Тога встретил меня с сияющим лицом – видимо, у него были для меня хорошие новости. Однако, выслушав меня, мой друг сразу сник. Я швырнул проклятую катану в угол, растянулся на кровати прямо в верхней одежде и закрыл глаза. Больше всего в эти мгновения мне хотелось уже никогда их не открывать.

– Леха! – позвал Тога.

– Чего тебе?

– Лех, поговори со мной.

– Зачем? – Я продолжал лежать с закрытыми глазами. – Зачем тебе говорить со сволочью, убийцей, фашистским головорезом? Оставь меня.

– Зря ты так, Лех. Я как к тебе относился, так и отношусь.

– Слушай, казанец, ты что, ни хера фишку не просекаешь? – Я все-таки заставил себя открыть глаза и сесть на кровати. – Не понимаешь, что я натворил? Я убил человека. Нашего человека, патриота, безоружного и беспомощного. Отрубил ему голову, потому что сука Штаубе приказал мне это сделать. А знаешь, почему я это сделал? Потому что струсил. Мне надо было этих подлюг порубить на порционные кусочки, а я…Я предатель, Тога. Меня расстрелять мало.

– Леха, я все понимаю. Но ты не мог ничего изменить. Этот человек все равно был обречен. Он ведь сам тебя просил его освободить. Они бы его и дальше мучили. Знаешь, как они людей пытали? Я книгу читал, там…
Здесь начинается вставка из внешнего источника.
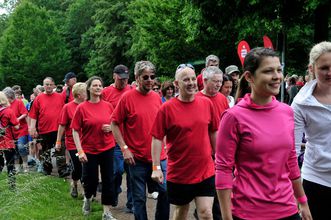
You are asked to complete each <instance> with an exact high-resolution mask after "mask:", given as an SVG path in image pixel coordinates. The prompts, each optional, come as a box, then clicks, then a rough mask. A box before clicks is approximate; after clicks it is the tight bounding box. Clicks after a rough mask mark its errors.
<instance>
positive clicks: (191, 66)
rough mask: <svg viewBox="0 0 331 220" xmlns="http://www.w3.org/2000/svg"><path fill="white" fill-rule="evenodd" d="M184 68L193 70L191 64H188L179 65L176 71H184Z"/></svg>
mask: <svg viewBox="0 0 331 220" xmlns="http://www.w3.org/2000/svg"><path fill="white" fill-rule="evenodd" d="M185 67H188V68H191V69H192V70H194V66H192V65H191V64H189V63H182V64H180V65H179V66H178V67H177V69H176V70H179V69H184V68H185Z"/></svg>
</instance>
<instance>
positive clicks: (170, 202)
mask: <svg viewBox="0 0 331 220" xmlns="http://www.w3.org/2000/svg"><path fill="white" fill-rule="evenodd" d="M167 193H168V199H169V202H170V203H171V204H174V205H187V204H189V203H190V202H191V201H192V200H193V199H194V198H195V197H201V196H207V197H214V195H215V176H212V177H209V178H207V179H205V180H203V181H202V182H200V183H195V184H179V183H172V182H170V181H167Z"/></svg>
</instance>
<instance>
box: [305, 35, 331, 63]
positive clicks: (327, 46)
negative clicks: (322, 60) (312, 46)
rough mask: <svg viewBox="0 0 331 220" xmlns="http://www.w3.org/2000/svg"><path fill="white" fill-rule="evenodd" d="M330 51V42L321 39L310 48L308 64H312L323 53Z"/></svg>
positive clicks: (325, 52)
mask: <svg viewBox="0 0 331 220" xmlns="http://www.w3.org/2000/svg"><path fill="white" fill-rule="evenodd" d="M330 52H331V42H328V41H323V42H321V43H318V44H316V45H315V46H313V48H311V50H310V53H309V65H311V66H314V64H315V63H316V61H317V60H318V58H319V57H320V56H321V55H322V54H325V53H330Z"/></svg>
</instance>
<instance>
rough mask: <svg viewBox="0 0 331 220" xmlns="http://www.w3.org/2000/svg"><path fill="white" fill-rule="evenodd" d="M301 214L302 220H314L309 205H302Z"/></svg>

– Нет, ты все еще не врубишься никак в ситуацию! У меня прадед лежит на Пискаревке. Максим Алексеевич Осташов, 1914 года рождения. Он в 1941 году чуть старше меня теперешнего был. До войны учился, работал бухгалтером. Пятерых детей успел завести. А потом эти лярвы немецкие пришли, и люди начали умирать. Сначала младший брат прадеда погиб на фронте под Клайпедой, потом второго брата убило бомбой на Литейном. А после блокада началась. Прадед сам собственных детей хоронил. Только старшую дочь не смог. Их так потом и нашли вместе в вымерзшей квартире. Мертвого прадеда, дочку и мою прабабку Наталью с трехлетним Лешкой, моим дедом, чуть живых. Они-то двое из всех Осташовых и выжили, остальные на Пискаревке похоронены. А правнучек хренов, раб Божий Лешенька, по нацистскому приказу человека убил. Понял, чувак? И как мне теперь к прадеду на могилу приходить? С какой мордой лица, а? Мол, простите, покойнички дорогие, не по своей воле рубил? – Я помолчал, пытаясь избавиться от сдавившего горло спазма. – Я теперь военный преступник в чистом виде. За такие дела ни прощения, ни срока давности нет. Женевскую Конвенцию почитай. Мог бы, сам бы себе глотку зубами порвал.

– Леха, ты меня выслушай, а потом рви себе все, что хочешь. Ты в другой реальности, понимаешь? Здесь нет никакой Женевской Конвенции. Здесь нацистов не победили в 45-ом. Они тут хозяйничают. И если ты хочешь сделать так, чтобы люди больше не умирали, надо не башкой о стенку биться, а что-то делать.

– Интересная у тебя логика, Тога. Я бы на тебя посмотрел, если б тебе под дулом пулемета предложили человеку голову отрезать.

– Знаешь, Леха, не все рождены героями. Была бы это игра, ты мог бы перезагрузиться и все переиграть. И погиб бы героем вместе с этим Шумилиным. А нацики продолжали бы хозяйничать в Евразии.

– Нет, ты что меня воспитываешь? Хочешь, чтобы я себя гнидой перестал считать? Не дождешься.

– Просто хочу, чтобы ты понял простую вещь – твоей вины в случившимся нет. Это испытание. Тебе его нужно было пройти.

– И я его прошел. Успешно. Хорошо еще, что железным крестом не наградили и тридцать монет не выплатили.